Sevgili dostlar, değerli arkadaşlar kimse bizim kadar Öcalan ve PKK'sının gazabına uğramadı. Acısı büyük olanın, kavgası da onuru da büyük olur. Biz bunun bilincindeyiz. Ama siz de lütfen hem bizi anlayın hem de bir değer olun, değerler yaratın ve sizin de bir uzun çizginiz olsun. Biz bir anlamıyla artık yarım insan sayılırız. Yeniden bu işin liderliğine oynama güç ve takatimiz belki yok. Böyle bir amacımız da yok. Lakin Ankara PKK'si ve Öcalan'a ne kadar karşı isek, bir o kadar da ayakta ölümü karşılayan liderlerin anısına ve onların yarattığı mirasının da sahipleriyiz. Elbette onları da koruyup kollayacağız. Bu anlamıyla, en alt düzeyde bile olsa; düşmana yan bakan her Kürd insanı bizim dostumuzdur."
yazisini okurken sayin hasan bildiricinin PSK ve PKK baslikli yazisindan su paragrafi aktarmak istiyorum
"Ben başından beri, PKK'yi dengeleyecek ve onunla yarışacak başka bir Kürt partisinin güçlenmesini savundum. Ama olmadı. Olmuyor. Sanırım yorulan, ayrılan ve PKK'den uzaklaştırılanlardan PKK büyüklüğünde iki örgüt çıkar. Ama PKK böyle yapmadı. Kendisine yakın olabilecek, yarışabilecek ve bazen de dayanışma içinde olacak başka bir yapılanmanın yanı başında boy vermesini istemedi. İsteseydi, PKK'nin kendisi karlı çıkardı. Tıpkı Güney Kürdistan'da KDP ve YNK'nin olması gibi... Kim bilir, ileri bir aşamada, belki ortaya çıkan koşullara göre, aynı halk cephesi içinde yer alan iki tür PKK çıkar ortaya... Birincisi, bugünkü görüşleri savunur... Özerk Kürdistan, Demokratik cumhuriyet... Diğer güç de bağımsızlık yanlılarından oluşur... Bir hayal mi, bilmiyorum."
üst düzeyde bulunan sayin Fuad Cavgun,¨"en alt düzeyde bile olsa; düşmana yan bakan her Kürd insanı bizim dostumuzdur."derken sunuda söylemeyi ihmal etmiyor:
"Sevgili dostlar, değerli arkadaşlar kimse bizim kadar Öcalan ve PKK'sının gazabına uğramadı. Acısı büyük olanın, kavgası da onuru da büyük olur.
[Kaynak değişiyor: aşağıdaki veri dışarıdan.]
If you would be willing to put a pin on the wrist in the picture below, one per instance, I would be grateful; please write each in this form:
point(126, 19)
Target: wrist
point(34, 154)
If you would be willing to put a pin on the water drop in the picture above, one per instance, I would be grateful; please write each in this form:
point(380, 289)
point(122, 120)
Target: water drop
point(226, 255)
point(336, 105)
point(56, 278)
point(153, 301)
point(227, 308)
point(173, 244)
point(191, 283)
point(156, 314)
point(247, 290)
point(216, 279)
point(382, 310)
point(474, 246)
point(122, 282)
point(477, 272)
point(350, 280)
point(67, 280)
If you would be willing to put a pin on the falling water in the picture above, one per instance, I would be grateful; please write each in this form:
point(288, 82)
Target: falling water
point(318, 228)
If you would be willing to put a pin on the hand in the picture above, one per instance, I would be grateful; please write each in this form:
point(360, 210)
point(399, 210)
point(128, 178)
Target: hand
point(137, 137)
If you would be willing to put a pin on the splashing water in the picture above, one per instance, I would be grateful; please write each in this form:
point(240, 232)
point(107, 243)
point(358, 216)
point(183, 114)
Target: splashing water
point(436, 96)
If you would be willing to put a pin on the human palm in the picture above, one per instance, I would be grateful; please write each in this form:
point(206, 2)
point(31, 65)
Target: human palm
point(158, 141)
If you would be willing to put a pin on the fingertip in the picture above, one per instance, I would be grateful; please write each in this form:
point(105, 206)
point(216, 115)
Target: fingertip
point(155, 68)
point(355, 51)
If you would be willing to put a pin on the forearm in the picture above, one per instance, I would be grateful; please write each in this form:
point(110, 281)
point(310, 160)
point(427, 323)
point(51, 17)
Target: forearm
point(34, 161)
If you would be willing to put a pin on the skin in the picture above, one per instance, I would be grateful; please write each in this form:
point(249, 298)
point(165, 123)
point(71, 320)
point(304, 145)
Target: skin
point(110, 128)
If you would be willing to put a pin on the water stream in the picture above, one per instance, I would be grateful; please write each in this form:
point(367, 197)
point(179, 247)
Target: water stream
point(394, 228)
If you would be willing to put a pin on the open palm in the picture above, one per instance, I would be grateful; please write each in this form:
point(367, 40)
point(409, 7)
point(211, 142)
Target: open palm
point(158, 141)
Biz bunun bilincindeyiz. Ama siz de lütfen hem bizi anlayın hem de bir değer olun, değerler yaratın ve sizin de bir uzun çizginiz olsun. Biz bir anlamıyla artık yarım insan sayılırız. Yeniden bu işin liderliğine oynama güç ve takatimiz belki yok. Böyle bir amacımız da yok. Lakin Ankara PKK'si ve Öcalan'a ne kadar karşı isek, bir o kadar da ayakta ölümü karşılayan liderlerin anısına ve onların yarattığı mirasının da sahipleriyiz. Elbette onları da koruyup kollayacağız"
Kendi disindaki Kürdistani hareketlere,sahsiyetlere hep yan bakan PKK ve yandaslari,soruyu biz kürdlerden su sekiliylen isitseler cevaplari ne olacaktir.
Eger ,bugüne kadar PKK Küzeyli Kürdlere vede kendi icindeki "muhaliflere"karsi verdikleri mücadeleyi,TC devletine karsi vermis olsalardi Küzey Kürdistanda cok olumlu gelismeler olacakti.
Düsmana yan bakarken ,birde dik durmak gerekir.Kendi karanlik gercegine dik duramayanlarin her söylemleri bir egretidir.